Mar 05, 2014 9:42:20 PM org.apache.catalina.ha.session.JvmRouteBinderValve startInternal
INFO: JvmRouteBinderValve started
So session state dies appear to be flying around the cluster, I do nightly restarts of some of the nodes due to another issue I have with an ever growing heap (separate issue), interestingly I also see nodes leave and join the cluster, again this is good (shows the multicast is working, and also that replication should be working).

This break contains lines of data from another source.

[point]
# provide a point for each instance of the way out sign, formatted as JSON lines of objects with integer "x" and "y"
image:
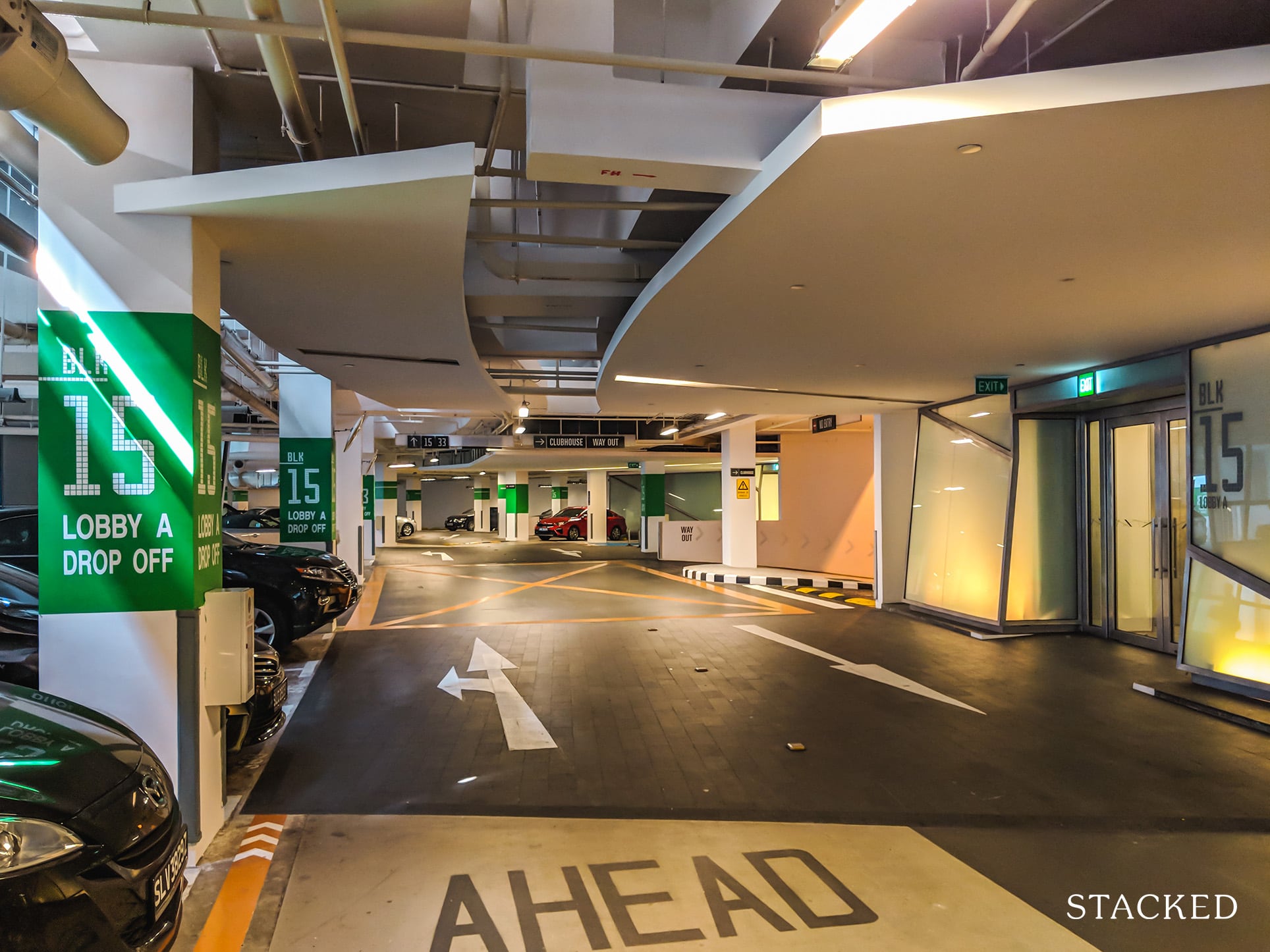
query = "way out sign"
{"x": 306, "y": 489}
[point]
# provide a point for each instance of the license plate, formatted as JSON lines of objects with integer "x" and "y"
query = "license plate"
{"x": 163, "y": 884}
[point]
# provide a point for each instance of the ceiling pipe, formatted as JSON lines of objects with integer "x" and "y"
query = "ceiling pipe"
{"x": 505, "y": 93}
{"x": 346, "y": 86}
{"x": 281, "y": 69}
{"x": 18, "y": 147}
{"x": 246, "y": 398}
{"x": 482, "y": 47}
{"x": 599, "y": 205}
{"x": 521, "y": 271}
{"x": 993, "y": 42}
{"x": 580, "y": 240}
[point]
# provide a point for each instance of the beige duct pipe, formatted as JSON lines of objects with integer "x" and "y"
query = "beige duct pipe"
{"x": 249, "y": 399}
{"x": 18, "y": 147}
{"x": 547, "y": 271}
{"x": 484, "y": 47}
{"x": 989, "y": 47}
{"x": 285, "y": 80}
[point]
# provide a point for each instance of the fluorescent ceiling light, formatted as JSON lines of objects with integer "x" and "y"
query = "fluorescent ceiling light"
{"x": 851, "y": 28}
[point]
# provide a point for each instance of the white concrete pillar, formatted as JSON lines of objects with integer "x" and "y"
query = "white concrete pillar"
{"x": 740, "y": 516}
{"x": 350, "y": 544}
{"x": 652, "y": 504}
{"x": 140, "y": 667}
{"x": 597, "y": 506}
{"x": 516, "y": 506}
{"x": 482, "y": 503}
{"x": 895, "y": 458}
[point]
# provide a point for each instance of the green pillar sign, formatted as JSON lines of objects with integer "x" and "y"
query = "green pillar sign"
{"x": 130, "y": 436}
{"x": 306, "y": 489}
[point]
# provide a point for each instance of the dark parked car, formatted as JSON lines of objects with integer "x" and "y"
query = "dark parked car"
{"x": 258, "y": 518}
{"x": 93, "y": 848}
{"x": 572, "y": 525}
{"x": 464, "y": 521}
{"x": 298, "y": 589}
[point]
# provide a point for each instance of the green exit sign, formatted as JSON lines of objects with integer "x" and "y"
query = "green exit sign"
{"x": 989, "y": 386}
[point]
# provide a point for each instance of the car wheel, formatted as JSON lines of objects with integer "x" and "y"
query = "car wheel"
{"x": 272, "y": 625}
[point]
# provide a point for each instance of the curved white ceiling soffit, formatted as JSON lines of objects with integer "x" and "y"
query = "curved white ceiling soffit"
{"x": 1111, "y": 211}
{"x": 351, "y": 267}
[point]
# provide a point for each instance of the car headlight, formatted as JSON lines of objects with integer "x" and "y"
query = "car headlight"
{"x": 317, "y": 571}
{"x": 27, "y": 843}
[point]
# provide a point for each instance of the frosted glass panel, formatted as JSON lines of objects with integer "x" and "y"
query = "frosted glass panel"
{"x": 1043, "y": 559}
{"x": 1230, "y": 437}
{"x": 959, "y": 523}
{"x": 1137, "y": 584}
{"x": 1227, "y": 626}
{"x": 988, "y": 417}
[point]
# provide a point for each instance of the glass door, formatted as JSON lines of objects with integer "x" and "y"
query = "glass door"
{"x": 1146, "y": 507}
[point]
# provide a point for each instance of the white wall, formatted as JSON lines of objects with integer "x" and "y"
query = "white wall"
{"x": 442, "y": 499}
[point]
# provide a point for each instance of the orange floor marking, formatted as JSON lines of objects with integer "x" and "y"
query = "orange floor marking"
{"x": 370, "y": 600}
{"x": 230, "y": 918}
{"x": 485, "y": 598}
{"x": 659, "y": 598}
{"x": 779, "y": 608}
{"x": 580, "y": 621}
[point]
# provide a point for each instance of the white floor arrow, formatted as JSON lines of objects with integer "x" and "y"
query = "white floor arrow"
{"x": 865, "y": 670}
{"x": 521, "y": 726}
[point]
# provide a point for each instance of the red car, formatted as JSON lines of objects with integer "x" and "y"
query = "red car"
{"x": 572, "y": 525}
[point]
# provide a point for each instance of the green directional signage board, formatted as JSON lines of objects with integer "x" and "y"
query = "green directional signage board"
{"x": 306, "y": 489}
{"x": 130, "y": 436}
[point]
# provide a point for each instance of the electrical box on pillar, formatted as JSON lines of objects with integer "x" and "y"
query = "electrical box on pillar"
{"x": 38, "y": 80}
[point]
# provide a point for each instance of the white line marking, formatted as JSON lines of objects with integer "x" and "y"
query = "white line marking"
{"x": 261, "y": 838}
{"x": 865, "y": 670}
{"x": 521, "y": 726}
{"x": 796, "y": 597}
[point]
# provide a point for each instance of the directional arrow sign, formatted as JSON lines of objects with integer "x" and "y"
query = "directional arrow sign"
{"x": 521, "y": 726}
{"x": 865, "y": 670}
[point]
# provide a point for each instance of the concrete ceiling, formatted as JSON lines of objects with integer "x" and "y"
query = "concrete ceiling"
{"x": 357, "y": 257}
{"x": 1114, "y": 210}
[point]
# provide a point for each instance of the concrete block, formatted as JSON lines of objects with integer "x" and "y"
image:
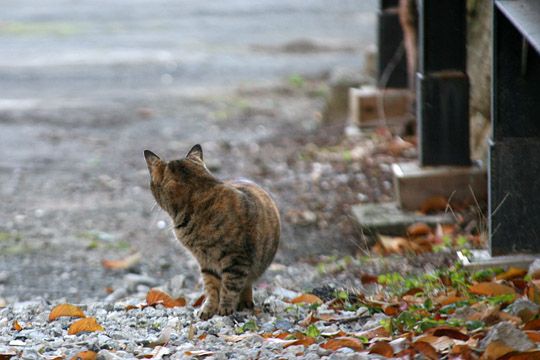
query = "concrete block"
{"x": 481, "y": 259}
{"x": 389, "y": 219}
{"x": 414, "y": 184}
{"x": 369, "y": 107}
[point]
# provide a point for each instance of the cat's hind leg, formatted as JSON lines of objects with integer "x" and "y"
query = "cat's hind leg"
{"x": 233, "y": 282}
{"x": 212, "y": 285}
{"x": 246, "y": 298}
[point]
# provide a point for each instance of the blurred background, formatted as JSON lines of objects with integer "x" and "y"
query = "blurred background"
{"x": 86, "y": 86}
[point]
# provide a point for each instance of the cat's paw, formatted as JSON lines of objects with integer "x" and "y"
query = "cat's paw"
{"x": 207, "y": 312}
{"x": 225, "y": 310}
{"x": 244, "y": 304}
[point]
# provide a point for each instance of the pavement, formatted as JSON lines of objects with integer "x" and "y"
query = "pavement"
{"x": 86, "y": 86}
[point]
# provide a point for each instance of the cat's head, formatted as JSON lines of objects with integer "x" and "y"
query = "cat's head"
{"x": 174, "y": 181}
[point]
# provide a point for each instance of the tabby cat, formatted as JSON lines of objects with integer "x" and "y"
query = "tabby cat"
{"x": 231, "y": 227}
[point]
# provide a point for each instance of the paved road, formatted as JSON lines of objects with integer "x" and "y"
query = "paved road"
{"x": 86, "y": 85}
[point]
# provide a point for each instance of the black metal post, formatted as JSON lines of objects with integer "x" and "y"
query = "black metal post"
{"x": 392, "y": 64}
{"x": 514, "y": 159}
{"x": 442, "y": 84}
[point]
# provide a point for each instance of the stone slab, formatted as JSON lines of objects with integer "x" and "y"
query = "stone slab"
{"x": 366, "y": 105}
{"x": 389, "y": 219}
{"x": 481, "y": 259}
{"x": 460, "y": 184}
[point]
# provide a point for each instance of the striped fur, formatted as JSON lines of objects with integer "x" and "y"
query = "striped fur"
{"x": 231, "y": 227}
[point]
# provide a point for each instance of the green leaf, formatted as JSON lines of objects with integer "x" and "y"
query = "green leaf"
{"x": 251, "y": 325}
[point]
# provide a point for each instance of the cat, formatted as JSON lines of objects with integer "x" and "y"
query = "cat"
{"x": 232, "y": 228}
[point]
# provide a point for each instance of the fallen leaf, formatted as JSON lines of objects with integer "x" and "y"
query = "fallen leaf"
{"x": 307, "y": 299}
{"x": 199, "y": 301}
{"x": 378, "y": 332}
{"x": 450, "y": 332}
{"x": 439, "y": 343}
{"x": 341, "y": 342}
{"x": 382, "y": 348}
{"x": 368, "y": 279}
{"x": 395, "y": 245}
{"x": 306, "y": 341}
{"x": 496, "y": 350}
{"x": 199, "y": 353}
{"x": 490, "y": 288}
{"x": 526, "y": 355}
{"x": 434, "y": 204}
{"x": 85, "y": 355}
{"x": 16, "y": 326}
{"x": 155, "y": 297}
{"x": 462, "y": 352}
{"x": 7, "y": 355}
{"x": 122, "y": 264}
{"x": 533, "y": 335}
{"x": 391, "y": 310}
{"x": 512, "y": 273}
{"x": 532, "y": 325}
{"x": 447, "y": 300}
{"x": 332, "y": 334}
{"x": 426, "y": 349}
{"x": 84, "y": 325}
{"x": 65, "y": 310}
{"x": 418, "y": 229}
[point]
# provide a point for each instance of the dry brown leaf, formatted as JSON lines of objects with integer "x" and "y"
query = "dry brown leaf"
{"x": 341, "y": 342}
{"x": 532, "y": 325}
{"x": 306, "y": 341}
{"x": 382, "y": 348}
{"x": 533, "y": 335}
{"x": 307, "y": 299}
{"x": 434, "y": 204}
{"x": 378, "y": 332}
{"x": 395, "y": 245}
{"x": 122, "y": 264}
{"x": 496, "y": 350}
{"x": 7, "y": 355}
{"x": 512, "y": 273}
{"x": 490, "y": 288}
{"x": 85, "y": 355}
{"x": 333, "y": 334}
{"x": 84, "y": 325}
{"x": 426, "y": 349}
{"x": 527, "y": 355}
{"x": 451, "y": 332}
{"x": 391, "y": 310}
{"x": 199, "y": 301}
{"x": 155, "y": 297}
{"x": 439, "y": 343}
{"x": 397, "y": 146}
{"x": 447, "y": 300}
{"x": 462, "y": 352}
{"x": 418, "y": 229}
{"x": 369, "y": 279}
{"x": 66, "y": 310}
{"x": 16, "y": 326}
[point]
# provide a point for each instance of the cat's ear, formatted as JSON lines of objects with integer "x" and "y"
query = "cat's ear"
{"x": 195, "y": 153}
{"x": 151, "y": 159}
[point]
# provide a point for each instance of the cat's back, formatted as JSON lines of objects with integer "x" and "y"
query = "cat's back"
{"x": 261, "y": 221}
{"x": 257, "y": 204}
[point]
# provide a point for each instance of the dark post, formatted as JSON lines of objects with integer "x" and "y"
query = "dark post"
{"x": 392, "y": 66}
{"x": 514, "y": 159}
{"x": 442, "y": 84}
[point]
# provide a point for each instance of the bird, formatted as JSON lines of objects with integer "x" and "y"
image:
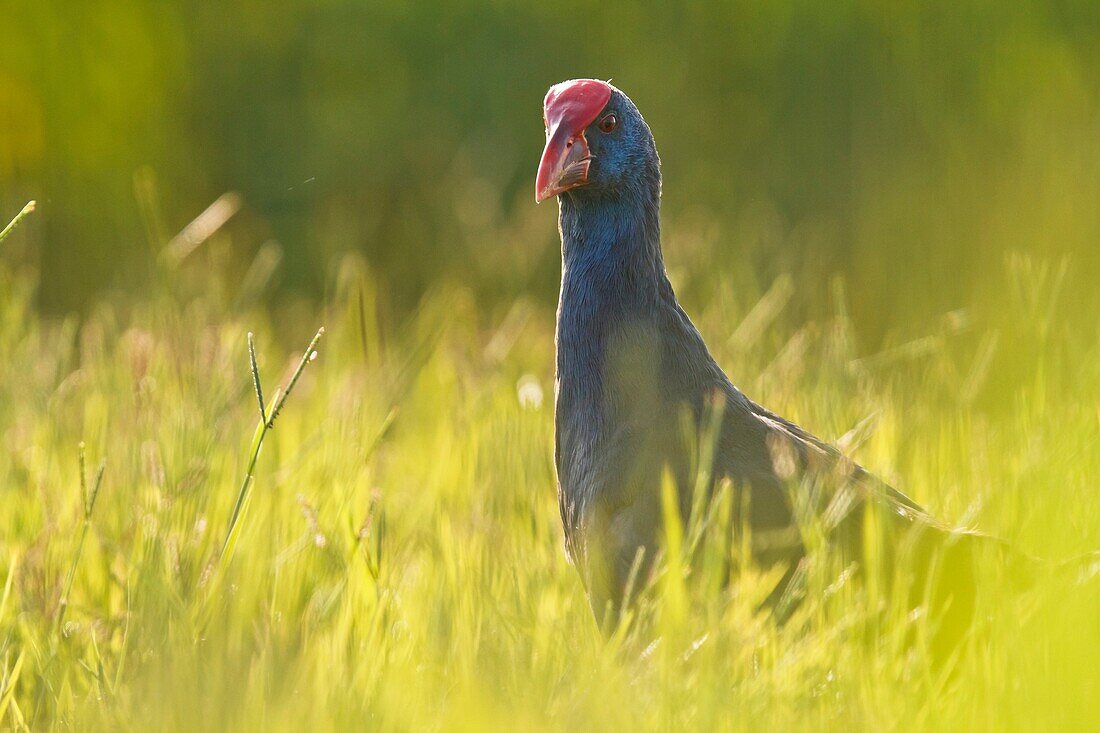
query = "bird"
{"x": 631, "y": 370}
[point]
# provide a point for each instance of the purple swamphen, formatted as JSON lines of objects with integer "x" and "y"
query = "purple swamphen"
{"x": 631, "y": 367}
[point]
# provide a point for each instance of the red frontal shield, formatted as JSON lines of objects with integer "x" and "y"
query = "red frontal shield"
{"x": 570, "y": 107}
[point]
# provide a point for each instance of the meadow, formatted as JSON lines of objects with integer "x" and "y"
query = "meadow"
{"x": 396, "y": 561}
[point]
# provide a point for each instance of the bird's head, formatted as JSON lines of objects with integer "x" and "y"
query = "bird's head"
{"x": 596, "y": 142}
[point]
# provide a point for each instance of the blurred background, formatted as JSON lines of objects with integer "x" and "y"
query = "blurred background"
{"x": 913, "y": 149}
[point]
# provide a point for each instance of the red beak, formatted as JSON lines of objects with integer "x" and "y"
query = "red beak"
{"x": 570, "y": 107}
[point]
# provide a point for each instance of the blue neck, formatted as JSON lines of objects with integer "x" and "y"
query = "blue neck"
{"x": 612, "y": 271}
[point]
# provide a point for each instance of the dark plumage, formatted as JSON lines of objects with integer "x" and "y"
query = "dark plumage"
{"x": 630, "y": 365}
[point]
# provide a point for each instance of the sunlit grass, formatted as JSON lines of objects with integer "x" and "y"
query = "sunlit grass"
{"x": 402, "y": 565}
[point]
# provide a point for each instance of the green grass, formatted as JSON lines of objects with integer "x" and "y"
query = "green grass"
{"x": 400, "y": 561}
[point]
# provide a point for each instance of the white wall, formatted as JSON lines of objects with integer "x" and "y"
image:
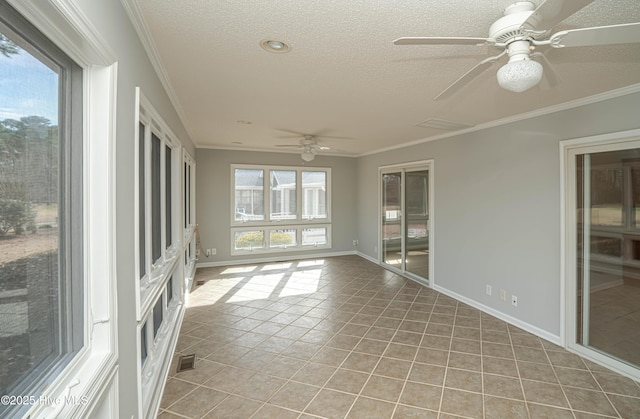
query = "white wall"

Mar 05, 2014 2:30:16 AM org.apache.catalina.tribes.group.interceptors.TcpFailureDetector memberDisappeared
INFO: Verification complete. Member disappeared[org.apache.catalina.tribes.membership.MemberImpl[tcp://{192, 168, 128, 50}:4001,{192, 168, 128, 50},4001, alive=18629101, securePort=-1, UDP Port=-1, id={-2 65 10 -79 53 -75 76 52 -99 63 -90 -120 34 -89 -14 100 }, payload={}, command={66 65 66 89 45 65 76 69 88 ...(9)}, domain={}, ]]
Mar 05, 2014 2:30:16 AM org.apache.catalina.ha.tcp.SimpleTcpCluster memberDisappeared
INFO: Received member disappeared:org.apache.catalina.tribes.membership.MemberImpl[tcp://{192, 168, 128, 50}:4001,{192, 168, 128, 50},4001, alive=18629101, securePort=-1, UDP Port=-1, id={-2 65 10 -79 53 -75 76 52 -99 63 -90 -120 34 -89 -14 100 }, payload={}, command={66 65 66 89 45 65 76 69 88 ...(9)}, domain={}, ]
Mar 05, 2014 2:35:16 AM org.apache.catalina.ha.tcp.SimpleTcpCluster memberAdded
INFO: Replication member added:org.apache.catalina.tribes.membership.MemberImpl[tcp://{192, 168, 128, 50}:4001,{192, 168, 128, 50},4001, alive=1083, securePort=-1, UDP Port=-1, id={123 126 89 39 96 -59 69 8 -113 79 51 122 25 108 -11 -110 }, payload={}, command={}, domain={}, ]
So stuck now on how to proceed, to establish why at random times the replication fails, leading to cluster collapse. Could it be the size of the session?, I have a few CFCs stuffed into session scope, but perhaps when the load is high there is too many?. Things fail even with a cluster of 2 on one server, initially I had a 8 node cluster on 2 separate machines but when it failed it rolled it back to a cluster of 2 instances on the one server to see if that was stable (its not 100% which is what I need).
Any advice, points gratefully received.